Bras Prep

Today, we’ll dive into the tools needed to prep your brass. This is imperative before you even start to load.

I do not size brand new virgin brass for my chamber, but I will measure it to see how much it grows. After measuring, I load it with the desired primer, powder and bullet. Before we get too far let’s talk about once fired or fired from your chamber brass.

With a fired case, especially since I shoot suppressed 99.9% of the time, I tumble my brass to clean it so I don’t get my reloading dies dirty and grimy.

Once this is done, I use the Hornady headspace comparator to measure my brass that has come out of my chamber. Not your buddies chamber or a new piece of brass. This must be from the gun you are reloading for. All chambers are different and this is why you need this measurement.

Using the headspace comparator, look at the chart to find your caliber or your parent case for your caliber. I’ll be measuring my wildcat that I designed, the Super6. This caliber uses 22 Nosler as the parent case. With that said, the comparator insert is the letter A, same as the 223.

When measuring with your calipers, if using a digital caliper, zero out your caliper once the headspace comparator and the correct bushing is in. If you use an old school one like I use, just write the overall number, in this case from our fired case it’s 3.461.
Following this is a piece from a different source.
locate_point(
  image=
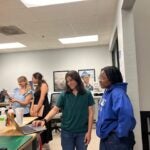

Now that we have our fired case from this particular chamber measured, we can set up our full length sizing die, in my case a 22 nosler die with a 6mm expander ball and a neck bushing that i felt worked best for my bullet selection. This number is .001-.002 from our fired case.  Now 3.459

Once I get my case to where I want(that .001-.002), I put an empty piece of brass into the chamber to see if it ejects easily. If it’s stuck, your shoulder wasn’t pushed back far enough.

Be careful not to resize your die too much, as this will cause unwanted stretching of the brass and you’ll have accuracy issues and a potentially dangerous case head separation.

Once the brass is properly sized, its ready to be trimmed if necessary. There are a ton of books and websites available to check the proper length of your brass.

Lastly before we load our brass, I choose to chamfer the case mouths, this can be done with a manual tool or an electronic one like the RCBS case prep center.

I hope this helps with loading for your sdrifles build or any other rifle that you have.